Il n'a pas même dû recevoir, quoi qu'on en ait dit, les leçons d'Antiphon le Rhamnusien. Antiphon méritait, par ses talents et son caractère, d'exercer sur l'esprit de Thucydide l'empire qu'on lui attribue; mais c'est lui probablement dont l'éloquence subit l'influence de cette forte nature, et qui devint digne, grâce à Thucydide, des éloges que l'historien lui a décernés. L'artiste, dans Thucydide, est devenu ce qu'il est, non point à l'aide de cet art prétendu, ou, comme parlait Platon, de cette cuisine inventée ou perfectionnée par Gorgias et les siens, mais par la contemplation des antiques chefs-d’œuvre, par la lecture assidue des œuvres non moins admirables qu'avaient produites la philosophie et la poésie durant les deux générations précédentes.
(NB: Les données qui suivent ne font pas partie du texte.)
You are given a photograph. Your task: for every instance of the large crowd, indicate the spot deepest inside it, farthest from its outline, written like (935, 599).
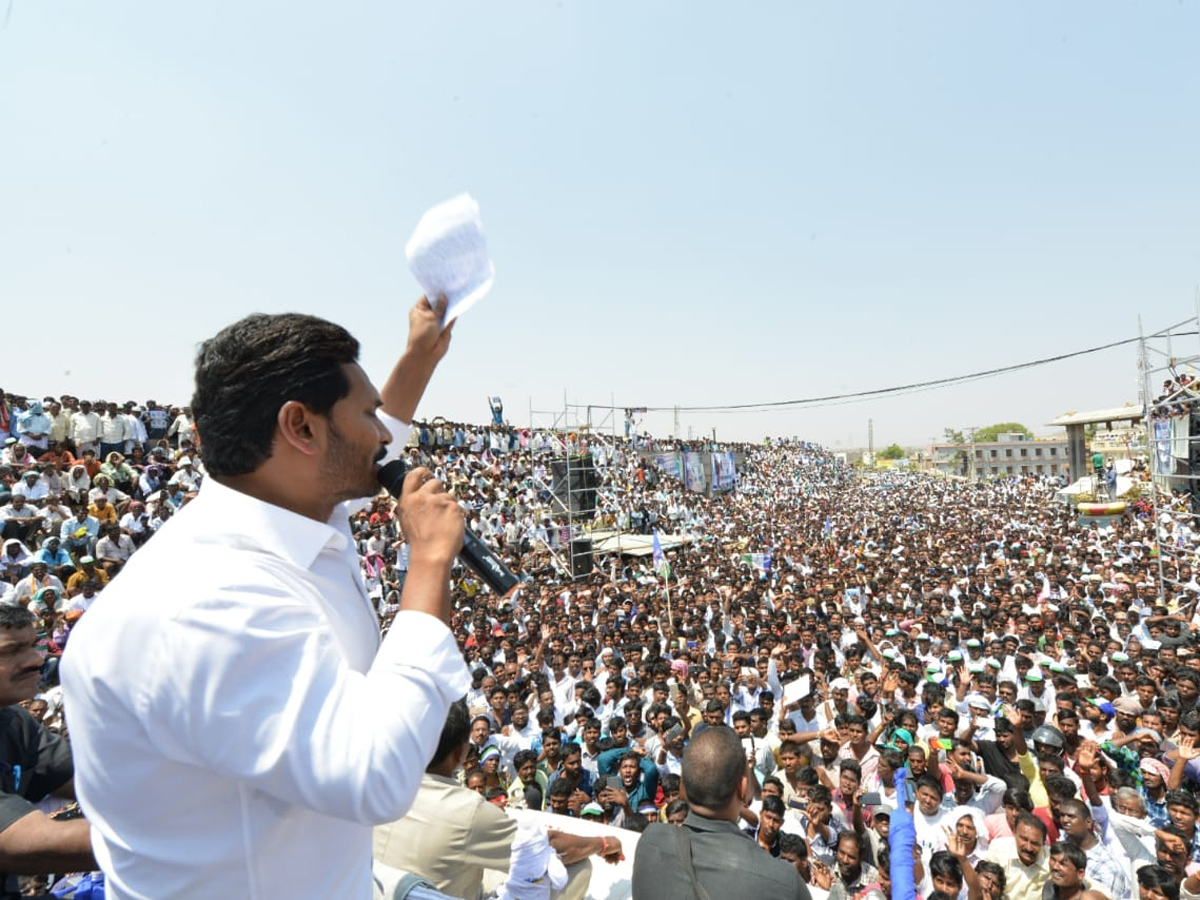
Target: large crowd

Thucydide est le fils, et le plus légitime à mon avis, de Parménide, d'Empédocle, de Simonide, de Pindare, surtout d'Eschyle; et l'héritage du génie n'a pas déchu entre ses mains.
Un portrait tracé par Thucydide
Je vais transcrire un court passage qui donnera une idée de cette modération d'esprit, de cette justesse d'aperçus, de cette vigueur et de cette sobriété de touche, qu'on ne saurait trop admirer dans Thucydide, et qui font de son ouvrage, par excellence, le livre des hommes d'État et des penseurs. C'est le portrait moral de ce grand Périclès, dont nous n'avons rien dit encore, mais dont nous ne tarderons pas à parler:
- Périclès, puissant par sa dignité personnelle, par la sagesse de ses conseils, et reconnu incapable entre tous de se laisser corrompre jamais à prix d'argent, contenait la multitude par le simple ascendant de sa pensée. C'était lui qui la menait, et non pas elle qui le menait lui-même; car, n'ayant pas acquis son autorité par des moyens illégitimes, il n'avait pas besoin de dire des choses agréables. Il savait, en conservant sa dignité, contredire la volonté du peuple et braver sa colère. Quand il voyait les Athéniens se livrer hors de saison à une audace arrogante, il rabattait leur fougue par ses discours, et il les frappait de terreur; tombaient-ils mal à propos dans la crainte, il relevait leur abattement, et ranimait leur audace. C'était, de nom, un gouvernement populaire: de fait, il y avait un chef, et l'on obéissait au premier de tous les citoyens.
Pour traduire cette intraduisible langue, il m'a fallu ajouter beaucoup de mots; et je n'ai pas même pu conserver la tournure ni la physionomie de la moindre des phrases, de Thucydide. Je ne garantis guère que la pensée, non pas tout entière peut-être, mais telle que je l'ai sentie; et, même ainsi nue et défigurée, elle est assez belle encore pour justifier au besoin les plus passionnés éloges.